Es imposible negar que algunas mujeres, víctimas de la poderosa alienación o enajenación mental que las ha hecho creer que ser más sexy o atractiva las conduce directamente al éxito social y económico, convertidas de la noche para la mañana en señuelos sexuales irresistibles, serán dotadas del poder de seleccionar entre la manada de turulatos seguidores a quien ellas consideren que es el mejor “partido” (…) Les resulta impensable que (…) los reinados de belleza, los desfiles de moda, los cosméticos mágicos, son las mismas que se lucran con las prótesis…

It is impossible to deny that some woman, victims of powerful alienation or insanity that has led them to believe that to be sexier or more attractive directly correlates with social and economic success, changed overnight into irresistible, sexual bait, will be endowed with the power of selecting from among their flock of dazed followers who they consider the best “catch” (…) They find it unthinkable that the same companies that finance the beauty pageants, the fashion shows, the magic cosmetics, are the same that profit from the prosthetics…

Many more questions and discussions will continue to fill up space on the web.
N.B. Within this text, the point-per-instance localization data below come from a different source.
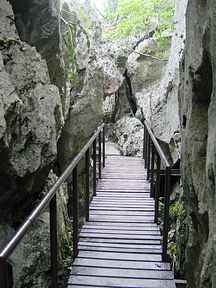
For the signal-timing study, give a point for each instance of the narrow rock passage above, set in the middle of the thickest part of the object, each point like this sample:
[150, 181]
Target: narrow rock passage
[120, 245]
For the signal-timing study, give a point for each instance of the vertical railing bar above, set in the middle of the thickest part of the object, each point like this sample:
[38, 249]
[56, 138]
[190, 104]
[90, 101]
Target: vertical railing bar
[152, 170]
[166, 213]
[54, 242]
[104, 148]
[3, 273]
[148, 156]
[99, 155]
[157, 188]
[87, 162]
[94, 167]
[75, 213]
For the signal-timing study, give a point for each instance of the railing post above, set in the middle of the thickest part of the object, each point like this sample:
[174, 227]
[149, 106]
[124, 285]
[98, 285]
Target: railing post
[3, 273]
[99, 155]
[152, 171]
[104, 148]
[166, 213]
[94, 167]
[75, 213]
[87, 162]
[157, 188]
[144, 143]
[54, 242]
[148, 156]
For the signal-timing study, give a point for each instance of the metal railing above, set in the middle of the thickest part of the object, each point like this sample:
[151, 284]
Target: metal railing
[154, 156]
[50, 199]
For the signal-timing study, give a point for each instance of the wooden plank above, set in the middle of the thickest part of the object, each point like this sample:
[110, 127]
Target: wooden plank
[120, 282]
[118, 249]
[120, 219]
[112, 199]
[121, 245]
[122, 241]
[154, 265]
[126, 232]
[122, 213]
[121, 207]
[110, 223]
[125, 273]
[117, 245]
[119, 256]
[120, 236]
[131, 228]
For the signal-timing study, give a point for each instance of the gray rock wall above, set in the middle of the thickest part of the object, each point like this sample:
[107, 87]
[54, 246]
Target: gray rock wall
[31, 117]
[197, 99]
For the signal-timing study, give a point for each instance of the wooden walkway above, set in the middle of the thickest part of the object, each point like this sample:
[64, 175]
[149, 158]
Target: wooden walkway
[120, 245]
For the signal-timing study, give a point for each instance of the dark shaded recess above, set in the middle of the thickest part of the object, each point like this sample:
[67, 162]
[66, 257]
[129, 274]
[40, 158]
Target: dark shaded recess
[184, 121]
[20, 195]
[37, 24]
[129, 93]
[201, 81]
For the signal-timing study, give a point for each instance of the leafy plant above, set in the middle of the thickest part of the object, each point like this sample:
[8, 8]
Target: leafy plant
[132, 17]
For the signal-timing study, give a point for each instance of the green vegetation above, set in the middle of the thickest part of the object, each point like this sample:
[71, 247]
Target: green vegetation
[142, 16]
[131, 17]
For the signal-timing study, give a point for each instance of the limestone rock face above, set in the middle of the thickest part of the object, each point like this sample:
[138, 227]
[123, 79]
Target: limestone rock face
[150, 87]
[197, 113]
[158, 103]
[31, 116]
[85, 115]
[129, 131]
[144, 70]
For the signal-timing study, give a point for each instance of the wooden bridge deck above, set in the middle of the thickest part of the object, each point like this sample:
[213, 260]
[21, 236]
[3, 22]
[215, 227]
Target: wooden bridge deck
[120, 245]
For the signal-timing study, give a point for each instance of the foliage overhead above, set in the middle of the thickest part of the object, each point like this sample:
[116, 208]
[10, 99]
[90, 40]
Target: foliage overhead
[132, 17]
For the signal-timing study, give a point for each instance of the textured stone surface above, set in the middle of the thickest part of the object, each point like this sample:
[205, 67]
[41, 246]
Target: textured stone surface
[31, 117]
[84, 117]
[197, 113]
[129, 132]
[144, 70]
[158, 103]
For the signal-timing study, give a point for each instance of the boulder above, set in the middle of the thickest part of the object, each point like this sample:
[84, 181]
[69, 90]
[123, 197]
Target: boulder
[31, 117]
[197, 113]
[129, 134]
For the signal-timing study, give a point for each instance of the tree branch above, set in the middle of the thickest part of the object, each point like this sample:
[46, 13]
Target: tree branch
[148, 55]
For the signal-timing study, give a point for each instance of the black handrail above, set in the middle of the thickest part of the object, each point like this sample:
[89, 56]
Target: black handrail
[152, 150]
[50, 198]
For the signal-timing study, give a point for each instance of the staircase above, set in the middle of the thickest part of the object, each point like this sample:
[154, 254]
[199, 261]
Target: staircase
[120, 246]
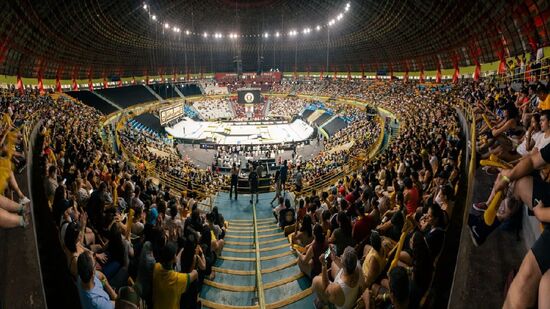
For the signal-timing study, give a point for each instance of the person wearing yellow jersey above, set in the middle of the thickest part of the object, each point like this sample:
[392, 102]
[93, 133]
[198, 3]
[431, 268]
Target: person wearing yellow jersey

Hundreds of thousands of woman still wonder about the details surrounding the surgeries and their subsequent treatments. The effects of aesthetic surgeries and their compulsive use within the medical world have been at the center of many debates. Though the legal battles have hardly begun, ideas are blowing in the wind that challenge social restraints on women's aesthetic vision and how women answer these types of demands placed on them.